Solana’s Marinade Labs CEO sees lower barrier to entry for validators after Alpenglow upgrade



Solana’s upcoming Alpenglow update could mark a turning point for the network’s betting economy. CoinDesk sat down with Michael Repetny, CEO of Marinade Labs, the company behind Solana’s Marinade liquid staking protocol, to discuss how the update aims to change the economics of running a validator on Solana, significantly lowering the barrier to entry.

As the Solana ecosystem prepares for an upgrade later this year or early 2026, Repetny shares his thoughts on how this change could expand validator participation and improve decentralization, even as greater hardware demands loom.

This interview has been edited for brevity and clarity.

CoinDesk: Tell me about the status of Solana staking. What, in your opinion, are the most pressing problems at the moment in this area?

Michael Repetny: So when we started Marinade, there were 700 validators on Solana, 11 of them large enough to potentially stop the network.

Then we launched Marinade within the first few years, the number of validators grew to 2000, so it seemed fantastic. Right now we are back below 1000 active validators on Solana.

I think there are other signs [on the health of Solana staking]. Another way to look at it is if we look at the concentration of participation, that is, if you manage to close a third of that participation, Solana stops working.

Right now you need about 20 of the biggest offenders to do that, or you also need two countries and two data centers right now. Those are like different ways of looking at it. So, it’s not ideal.

We’d rather see hundreds of poor quality validators than thousands of them with people just running potatoes.

And with ETFs and with institutional interest I think centralization is becoming a bigger risk.

At Marinade, we are trying to ensure we have a viable option for validators to stake responsibly.

Solana has a major update called Alpenglow. How will it affect the betting ecosystem?

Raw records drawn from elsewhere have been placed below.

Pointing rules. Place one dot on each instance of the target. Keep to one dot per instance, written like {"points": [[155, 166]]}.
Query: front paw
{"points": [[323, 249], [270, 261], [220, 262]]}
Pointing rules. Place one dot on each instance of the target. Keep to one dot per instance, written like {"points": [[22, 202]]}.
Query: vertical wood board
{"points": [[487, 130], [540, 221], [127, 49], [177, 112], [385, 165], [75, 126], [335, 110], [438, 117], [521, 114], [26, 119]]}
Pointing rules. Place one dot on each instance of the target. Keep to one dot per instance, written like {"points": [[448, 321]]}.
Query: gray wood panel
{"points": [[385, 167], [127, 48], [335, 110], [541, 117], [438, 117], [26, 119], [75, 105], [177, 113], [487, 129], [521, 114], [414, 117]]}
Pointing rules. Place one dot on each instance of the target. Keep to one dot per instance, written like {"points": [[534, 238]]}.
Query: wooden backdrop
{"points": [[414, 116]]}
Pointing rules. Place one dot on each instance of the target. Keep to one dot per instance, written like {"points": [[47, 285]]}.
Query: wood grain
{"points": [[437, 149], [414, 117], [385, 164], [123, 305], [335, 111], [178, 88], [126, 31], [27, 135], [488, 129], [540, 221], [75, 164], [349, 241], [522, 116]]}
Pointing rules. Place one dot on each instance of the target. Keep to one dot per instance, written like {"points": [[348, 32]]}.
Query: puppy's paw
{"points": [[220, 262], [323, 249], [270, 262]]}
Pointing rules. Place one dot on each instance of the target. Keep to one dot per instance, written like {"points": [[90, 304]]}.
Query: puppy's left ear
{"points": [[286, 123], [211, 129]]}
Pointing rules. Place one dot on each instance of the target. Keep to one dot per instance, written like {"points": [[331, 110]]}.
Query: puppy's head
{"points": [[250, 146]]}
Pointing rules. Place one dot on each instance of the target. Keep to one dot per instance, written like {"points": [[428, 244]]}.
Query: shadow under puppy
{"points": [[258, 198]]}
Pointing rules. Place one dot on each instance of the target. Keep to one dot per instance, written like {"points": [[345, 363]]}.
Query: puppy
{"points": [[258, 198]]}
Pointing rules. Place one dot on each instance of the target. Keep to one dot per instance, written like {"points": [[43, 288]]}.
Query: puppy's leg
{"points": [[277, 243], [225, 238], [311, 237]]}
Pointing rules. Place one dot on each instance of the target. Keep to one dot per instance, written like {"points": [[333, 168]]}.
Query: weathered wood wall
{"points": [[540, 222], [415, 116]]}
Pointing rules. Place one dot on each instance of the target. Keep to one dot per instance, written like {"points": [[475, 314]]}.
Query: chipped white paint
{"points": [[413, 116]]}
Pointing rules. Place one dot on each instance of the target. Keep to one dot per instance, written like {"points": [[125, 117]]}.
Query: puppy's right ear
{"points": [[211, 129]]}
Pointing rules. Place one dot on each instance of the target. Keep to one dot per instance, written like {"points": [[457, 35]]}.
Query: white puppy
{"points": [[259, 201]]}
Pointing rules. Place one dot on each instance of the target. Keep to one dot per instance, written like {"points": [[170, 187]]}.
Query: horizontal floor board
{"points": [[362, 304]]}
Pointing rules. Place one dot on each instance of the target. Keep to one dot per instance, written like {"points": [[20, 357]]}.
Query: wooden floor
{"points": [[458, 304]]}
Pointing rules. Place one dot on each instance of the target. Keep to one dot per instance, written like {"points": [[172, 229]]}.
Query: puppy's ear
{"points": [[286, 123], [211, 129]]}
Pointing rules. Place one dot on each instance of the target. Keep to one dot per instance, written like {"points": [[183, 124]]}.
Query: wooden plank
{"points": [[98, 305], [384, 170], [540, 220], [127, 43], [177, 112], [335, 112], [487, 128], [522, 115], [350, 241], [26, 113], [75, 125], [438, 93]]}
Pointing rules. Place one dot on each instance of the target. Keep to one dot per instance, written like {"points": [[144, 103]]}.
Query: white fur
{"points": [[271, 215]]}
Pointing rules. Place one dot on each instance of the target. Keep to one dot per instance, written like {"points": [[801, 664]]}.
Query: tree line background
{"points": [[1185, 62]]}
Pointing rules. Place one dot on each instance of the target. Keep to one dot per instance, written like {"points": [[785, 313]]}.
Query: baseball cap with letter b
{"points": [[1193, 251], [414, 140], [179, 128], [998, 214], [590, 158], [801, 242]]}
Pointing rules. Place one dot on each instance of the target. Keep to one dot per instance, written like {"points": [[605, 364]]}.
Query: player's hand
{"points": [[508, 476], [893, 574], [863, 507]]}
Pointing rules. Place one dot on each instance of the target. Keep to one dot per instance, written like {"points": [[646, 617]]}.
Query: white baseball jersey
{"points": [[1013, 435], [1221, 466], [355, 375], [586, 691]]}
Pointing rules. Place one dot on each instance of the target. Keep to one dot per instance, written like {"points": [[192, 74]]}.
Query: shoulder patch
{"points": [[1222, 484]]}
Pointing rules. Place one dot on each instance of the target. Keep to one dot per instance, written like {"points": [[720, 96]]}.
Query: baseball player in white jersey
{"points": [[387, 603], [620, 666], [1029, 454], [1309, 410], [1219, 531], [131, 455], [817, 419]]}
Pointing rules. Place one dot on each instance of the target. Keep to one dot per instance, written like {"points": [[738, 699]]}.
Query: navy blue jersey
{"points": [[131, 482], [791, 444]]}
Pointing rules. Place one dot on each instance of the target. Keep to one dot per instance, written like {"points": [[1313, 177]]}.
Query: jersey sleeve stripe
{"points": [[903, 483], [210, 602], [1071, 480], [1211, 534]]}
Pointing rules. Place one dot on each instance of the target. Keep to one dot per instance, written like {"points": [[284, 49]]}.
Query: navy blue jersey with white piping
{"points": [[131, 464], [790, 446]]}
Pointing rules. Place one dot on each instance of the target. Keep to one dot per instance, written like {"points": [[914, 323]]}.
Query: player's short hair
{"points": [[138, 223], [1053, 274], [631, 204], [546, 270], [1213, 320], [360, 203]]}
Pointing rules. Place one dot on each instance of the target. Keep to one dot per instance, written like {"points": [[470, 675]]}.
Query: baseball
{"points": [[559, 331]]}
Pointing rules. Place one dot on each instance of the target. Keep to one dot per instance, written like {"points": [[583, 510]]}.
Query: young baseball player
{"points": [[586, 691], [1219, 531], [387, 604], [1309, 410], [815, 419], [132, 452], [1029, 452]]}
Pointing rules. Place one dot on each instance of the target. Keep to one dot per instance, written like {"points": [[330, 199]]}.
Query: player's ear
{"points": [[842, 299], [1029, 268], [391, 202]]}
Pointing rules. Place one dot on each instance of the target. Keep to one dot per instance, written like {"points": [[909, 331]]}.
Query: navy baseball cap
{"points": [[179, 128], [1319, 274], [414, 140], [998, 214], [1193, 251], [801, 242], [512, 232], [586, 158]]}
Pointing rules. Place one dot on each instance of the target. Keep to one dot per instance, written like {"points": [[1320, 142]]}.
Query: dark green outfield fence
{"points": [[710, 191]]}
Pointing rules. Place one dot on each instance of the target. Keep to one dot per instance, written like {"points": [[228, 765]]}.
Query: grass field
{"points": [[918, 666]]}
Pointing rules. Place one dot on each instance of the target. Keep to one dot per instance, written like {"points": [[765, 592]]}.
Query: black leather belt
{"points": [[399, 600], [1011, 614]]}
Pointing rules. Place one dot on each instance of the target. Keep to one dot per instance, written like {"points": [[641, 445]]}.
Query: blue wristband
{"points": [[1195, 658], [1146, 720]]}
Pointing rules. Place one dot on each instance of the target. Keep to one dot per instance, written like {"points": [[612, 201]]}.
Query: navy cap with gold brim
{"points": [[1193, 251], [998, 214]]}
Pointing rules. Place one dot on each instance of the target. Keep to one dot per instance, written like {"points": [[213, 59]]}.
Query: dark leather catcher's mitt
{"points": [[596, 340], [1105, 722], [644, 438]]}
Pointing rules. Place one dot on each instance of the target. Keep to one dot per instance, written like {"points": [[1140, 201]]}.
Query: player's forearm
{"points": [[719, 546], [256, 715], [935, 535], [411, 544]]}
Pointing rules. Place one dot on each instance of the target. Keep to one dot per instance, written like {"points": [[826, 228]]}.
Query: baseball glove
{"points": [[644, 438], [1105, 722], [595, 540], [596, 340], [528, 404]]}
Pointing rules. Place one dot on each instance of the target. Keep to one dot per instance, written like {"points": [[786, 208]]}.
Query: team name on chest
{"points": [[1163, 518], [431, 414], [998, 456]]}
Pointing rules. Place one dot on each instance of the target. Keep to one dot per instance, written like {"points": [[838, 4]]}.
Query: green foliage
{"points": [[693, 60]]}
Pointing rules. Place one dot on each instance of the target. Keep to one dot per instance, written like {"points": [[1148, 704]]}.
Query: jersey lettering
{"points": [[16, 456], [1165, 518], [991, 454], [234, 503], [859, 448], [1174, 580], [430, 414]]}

We are hopeful and this should affect the economics of staking and validators. There is a proposed change to simply reduce voting fees for validators (validators incur voting fees when they vote on SOL processing on the blockchain). So this is a huge problem, because right now, if you want to run a validator, just to get started, you have to pay about $5,000 a month.

Of that $5,000, about $4,000 is spent on voting fees alone. As you can see, 80% of the current cost to get your validator up and running is voting fees. Alpenglow aims to greatly reduce voting rates. This is very interesting and should make it much more affordable to start your own validator because the cost will go down.

Will there be any changes to Solana validator rewards?

One way to look at it is to reduce the cost of running a validator. Alpenglow is really about increasing bandwidth and reducing latency.

We expect to see more saturated blocks when we package them better, which should also improve the economics of validators when packaging blocks.

Another benefit of this would be that if you increase bandwidth and reduce latency, there will be a shorter time to arbitration and malicious maximum extractable value (MEV). This means that if there is less time to manipulate the order of transactions, less toxic and malicious MEVs will be produced, which is great for users.

Are there compensations for validators with Alpenglow?

Maybe eventually the cost of hardware will increase. There may be a higher requirement for end validators to ensure they still keep up with the network as more transactions will come in. Maybe with more requirements for them, there could be a trade-off. Other than that, I don’t know. There will be problems, but we have to see once we get there.

How does Alpenglow relate to Marinade’s mission?

Makes it more accessible to activate more validators. The threshold for breaking even is much lower.

So Alpenglow will arrive at the end of the year or maybe early next year. Will this be a really big transformation or just another update? And where does Solana go after that?

It’s one of the pieces that needs to be resolved for Solana to be and remain competitive with things like Hyperliquid or decentralized exchanges.

Solana is working to fix the protocol with Alpenglow, fix the infrastructure with new projects like DoubleZero, fix the software clients, and optimize Firedancer. All of those things, hopefully now, are coming together.

A six-month period may not be long enough for results to show, but once available, it is expected to unlock use cases that would not be available in Solana today.

Hopefully, there will be more economic activity, which should translate into more income, and hopefully that pie will grow.